International Journal of Molecular Sciences ◽

10.3390/ijms21041179 ◽

2020 ◽

Vol 21 (4) ◽

pp. 1179

Author(s):

Kazuma Murakami ◽

Mayuko Yoshimura ◽

Shota Nakagawa ◽

Toshiaki Kume ◽

Takayuki Kondo ◽

...

Keyword(s):

Cerebral Cortex ◽

Total Synthesis ◽

Bryostatin 1 ◽

Oligomer Formation ◽

Promising Strategy ◽

Secretase Activity ◽

Drug Lead ◽

Protein Kinase Cα ◽

Aβ Production ◽

Ad Therapy

Amyloid β42 (Aβ42), a causative agent of Alzheimer’s disease (AD), is derived extracellularly from Aβ precursor protein (APP) following the latter’s cleavage by β-secretase, but not α-secretase. Protein kinase Cα (PKCα) activation is known to increase α-secretase activity, thereby suppressing Aβ production. Since Aβ42 oligomer formation causes potent neurotoxicity, APP modulation by PKC ligands is a promising strategy for AD treatment. Although bryostatin-1 (bryo-1) is a leading compound for this strategy, its limited natural availability and the difficulty of its total synthesis impedes further research. To address this limitation, Irie and colleagues have developed a new PKC activator with few side effects, 10-Me-Aplog-1, (1), which decreased Aβ42 in the conditioned medium of rat primary cerebral cortex cells.
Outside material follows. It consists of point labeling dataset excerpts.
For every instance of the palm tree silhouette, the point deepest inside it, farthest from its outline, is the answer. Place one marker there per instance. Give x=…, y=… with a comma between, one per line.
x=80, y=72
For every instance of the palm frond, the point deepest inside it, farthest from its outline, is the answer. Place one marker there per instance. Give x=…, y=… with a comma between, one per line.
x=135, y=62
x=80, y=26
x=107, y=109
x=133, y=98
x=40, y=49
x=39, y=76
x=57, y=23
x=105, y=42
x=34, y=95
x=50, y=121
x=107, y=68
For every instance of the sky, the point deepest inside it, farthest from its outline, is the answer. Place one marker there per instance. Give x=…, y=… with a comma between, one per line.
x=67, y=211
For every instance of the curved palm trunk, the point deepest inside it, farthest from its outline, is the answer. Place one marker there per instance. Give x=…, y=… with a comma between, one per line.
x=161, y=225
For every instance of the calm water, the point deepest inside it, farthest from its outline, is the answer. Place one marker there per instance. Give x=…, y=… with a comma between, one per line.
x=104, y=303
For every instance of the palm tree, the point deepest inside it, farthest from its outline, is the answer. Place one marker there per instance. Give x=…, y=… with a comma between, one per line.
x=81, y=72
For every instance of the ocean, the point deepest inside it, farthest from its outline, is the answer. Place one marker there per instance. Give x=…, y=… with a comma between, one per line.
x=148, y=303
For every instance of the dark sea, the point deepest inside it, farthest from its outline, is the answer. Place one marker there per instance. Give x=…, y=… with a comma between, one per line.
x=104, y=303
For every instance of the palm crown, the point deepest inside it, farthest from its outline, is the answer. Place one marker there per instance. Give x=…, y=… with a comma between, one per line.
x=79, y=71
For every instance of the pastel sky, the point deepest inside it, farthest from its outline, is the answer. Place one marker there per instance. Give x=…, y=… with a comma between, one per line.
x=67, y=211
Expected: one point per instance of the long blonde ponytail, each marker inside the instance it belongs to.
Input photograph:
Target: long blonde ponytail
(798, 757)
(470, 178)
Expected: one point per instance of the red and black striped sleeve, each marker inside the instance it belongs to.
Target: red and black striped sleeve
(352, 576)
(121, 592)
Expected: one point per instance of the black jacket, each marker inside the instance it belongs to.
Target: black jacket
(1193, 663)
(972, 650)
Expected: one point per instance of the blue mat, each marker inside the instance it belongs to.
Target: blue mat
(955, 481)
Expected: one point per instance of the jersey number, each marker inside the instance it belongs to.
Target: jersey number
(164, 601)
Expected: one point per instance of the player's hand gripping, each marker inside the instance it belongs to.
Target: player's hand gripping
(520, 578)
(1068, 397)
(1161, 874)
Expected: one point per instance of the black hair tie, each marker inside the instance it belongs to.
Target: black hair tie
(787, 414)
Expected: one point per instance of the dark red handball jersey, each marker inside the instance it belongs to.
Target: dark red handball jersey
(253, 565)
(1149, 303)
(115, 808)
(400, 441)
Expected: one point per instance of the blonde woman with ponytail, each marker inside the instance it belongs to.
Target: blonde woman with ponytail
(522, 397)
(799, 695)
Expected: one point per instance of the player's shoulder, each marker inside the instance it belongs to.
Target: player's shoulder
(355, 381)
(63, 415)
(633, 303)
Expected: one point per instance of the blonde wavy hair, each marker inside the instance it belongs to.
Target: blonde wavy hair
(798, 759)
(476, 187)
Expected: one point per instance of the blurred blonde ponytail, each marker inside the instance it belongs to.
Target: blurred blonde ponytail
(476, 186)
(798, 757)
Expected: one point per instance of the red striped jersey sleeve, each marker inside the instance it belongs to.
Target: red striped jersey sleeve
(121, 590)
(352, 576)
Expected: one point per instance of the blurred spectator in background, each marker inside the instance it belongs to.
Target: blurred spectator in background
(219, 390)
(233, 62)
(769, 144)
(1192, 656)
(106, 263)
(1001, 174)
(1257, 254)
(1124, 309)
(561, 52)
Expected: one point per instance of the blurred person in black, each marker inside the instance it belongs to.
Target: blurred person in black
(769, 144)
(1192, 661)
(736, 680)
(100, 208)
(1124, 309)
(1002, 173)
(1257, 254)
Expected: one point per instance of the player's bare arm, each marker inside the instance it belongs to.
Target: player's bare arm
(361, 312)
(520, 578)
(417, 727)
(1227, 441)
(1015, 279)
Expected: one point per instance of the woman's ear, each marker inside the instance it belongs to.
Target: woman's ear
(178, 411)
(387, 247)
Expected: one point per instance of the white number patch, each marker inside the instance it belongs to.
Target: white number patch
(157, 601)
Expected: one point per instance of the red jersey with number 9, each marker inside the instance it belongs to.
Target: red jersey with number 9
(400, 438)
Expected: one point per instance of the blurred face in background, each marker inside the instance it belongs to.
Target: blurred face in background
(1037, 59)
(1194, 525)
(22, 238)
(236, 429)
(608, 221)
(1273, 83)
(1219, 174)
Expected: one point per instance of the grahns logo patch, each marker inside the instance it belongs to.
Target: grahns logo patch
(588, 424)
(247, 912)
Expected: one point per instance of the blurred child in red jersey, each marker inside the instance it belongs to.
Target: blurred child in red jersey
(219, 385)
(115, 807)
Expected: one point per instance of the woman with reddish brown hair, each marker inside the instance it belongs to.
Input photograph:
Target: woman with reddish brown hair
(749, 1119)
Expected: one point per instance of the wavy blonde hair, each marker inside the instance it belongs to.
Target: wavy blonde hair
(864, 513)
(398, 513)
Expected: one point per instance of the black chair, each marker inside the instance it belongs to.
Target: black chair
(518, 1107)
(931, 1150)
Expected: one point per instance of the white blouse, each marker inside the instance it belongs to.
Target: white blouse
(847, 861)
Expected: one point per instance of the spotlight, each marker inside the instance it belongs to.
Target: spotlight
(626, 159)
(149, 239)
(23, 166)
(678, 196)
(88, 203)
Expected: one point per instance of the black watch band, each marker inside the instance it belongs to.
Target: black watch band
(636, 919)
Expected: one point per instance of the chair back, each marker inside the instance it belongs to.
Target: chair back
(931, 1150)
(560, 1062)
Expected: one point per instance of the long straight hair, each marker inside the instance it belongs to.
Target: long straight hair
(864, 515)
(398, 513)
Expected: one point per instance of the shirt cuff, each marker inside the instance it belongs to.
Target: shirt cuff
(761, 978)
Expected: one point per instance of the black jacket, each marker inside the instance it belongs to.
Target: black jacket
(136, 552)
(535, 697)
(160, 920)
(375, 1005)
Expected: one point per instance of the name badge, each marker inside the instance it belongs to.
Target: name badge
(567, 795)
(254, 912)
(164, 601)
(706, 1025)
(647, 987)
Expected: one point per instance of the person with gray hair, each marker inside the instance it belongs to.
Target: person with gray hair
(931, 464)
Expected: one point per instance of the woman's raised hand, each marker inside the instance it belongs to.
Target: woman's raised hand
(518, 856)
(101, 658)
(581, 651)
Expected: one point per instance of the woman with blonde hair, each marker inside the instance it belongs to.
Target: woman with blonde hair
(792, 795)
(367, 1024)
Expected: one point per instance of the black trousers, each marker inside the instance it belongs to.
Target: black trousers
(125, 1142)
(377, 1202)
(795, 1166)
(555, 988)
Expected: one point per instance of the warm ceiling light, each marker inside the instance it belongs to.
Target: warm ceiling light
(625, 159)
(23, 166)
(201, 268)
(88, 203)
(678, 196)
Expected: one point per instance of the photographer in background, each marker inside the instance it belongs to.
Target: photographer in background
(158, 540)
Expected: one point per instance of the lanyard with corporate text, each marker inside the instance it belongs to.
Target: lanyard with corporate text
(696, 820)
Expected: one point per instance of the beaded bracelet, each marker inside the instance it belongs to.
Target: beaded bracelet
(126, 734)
These results are associated with increased α-secretase but not PKCε-dependent Aβ-degrading enzyme. The amount of neuronal embryonic lethal abnormal vision (nELAV), a known β-secretase stabilizer, was reduced by treatment with 1. Notably, 1 prevented the formation of intracellular toxic oligomers. Furthermore, 1 suppressed toxic oligomerization within human iPS-derived neurons such as bryo-1. Given that 1 was not neurotoxic toward either cell line, these findings suggest that 1 is a potential drug lead for AD therapy.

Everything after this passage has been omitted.